Seagate has become the first hard drive manufacturer to achieve the storage density of 1 terabit (1 trillion bits) per square inch.



The new technology is expected to double the storage capacity of current hard drives upon its introduction later this decade, while helping to increase the average HD capacity to a whopping 60 terabytes over the 10 years that follow.



According to Seagate rep Mark Re, the HD manufacturer reached the landmark data density by utilizing heat-assisted magnetic recording (HAMR), a next-gen recording technology.

Current hard drive technology, Perpendicular Magnetic Recording (PMR), is used to record the spectrum of digitized data – from music, photos, and video stored on home desktop and laptop PCs to business information housed in sprawling data centers – on the spinning platters inside every hard drive. 



It was first introduced in 2006 to replace longitudinal recording, a method in place since the advent of hard drives for computer storage in 1956, and is expected to reach its capacity limit near 1 terabit per square inch in the next few years.

“The growth of social media, search engines, cloud computing, rich media and other data-hungry applications continues to stoke demand for ever greater storage capacity,” said Re. 

”Hard disk drive innovations like HAMR will be a key enabler of the development of even more data-intense applications in the future, extending the ways businesses and consumers worldwide use, manage and store digital content.”

As Re explains, hard drive manufacturers increase areal density and capacity by shrinking a platter’s data bits to pack more within each square inch of disk space. They also tighten the data tracks, the concentric circles on the disk’s surface that anchor the bits. 

The key to areal density gains is to do both without disruptions to the bits’ magnetization, a phenomenon that can garble data.

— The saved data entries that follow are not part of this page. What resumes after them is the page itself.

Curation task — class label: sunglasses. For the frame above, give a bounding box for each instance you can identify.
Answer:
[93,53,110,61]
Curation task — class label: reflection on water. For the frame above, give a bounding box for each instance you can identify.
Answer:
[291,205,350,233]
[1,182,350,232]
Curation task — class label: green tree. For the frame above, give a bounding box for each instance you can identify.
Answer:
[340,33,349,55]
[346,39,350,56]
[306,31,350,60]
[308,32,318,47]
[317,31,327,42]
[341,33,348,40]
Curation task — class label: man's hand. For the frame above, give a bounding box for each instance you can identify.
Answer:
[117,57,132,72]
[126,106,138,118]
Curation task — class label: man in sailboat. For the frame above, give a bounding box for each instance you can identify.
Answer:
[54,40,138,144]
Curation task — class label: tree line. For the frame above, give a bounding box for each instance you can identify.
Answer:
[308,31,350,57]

Using HAMR technology, Seagate has achieved a linear bit density of about 2 million bits per inch, resulting in a data density of just over 1 trillion bits, or 1 terabit, per square inch – 55 percent higher than today’s areal density ceiling of 620 gigabits per square inch.

The maximum capacity of current 3.5-inch hard drives is 3 terabytes (TB), at about 620 gigabits per square inch, while 2.5-inch drives top out at 750 gigabytes (GB), or approximately 500 gigabits per square inch. However, the first generation of HAMR drives, at just over 1 terabit per square inch, will likely more than double these capacities – to 6TB for 3.5-inch drives and 2TB for 2.5-inch models. 



The technology also offers an impressive scale of capacity growth, with theoretical areal density limits ranging from 5 to 10 terabits per square inch – 30TB to 60TB for 3.5-inch drives and 10TB to 20TB for 2.5-inch drives.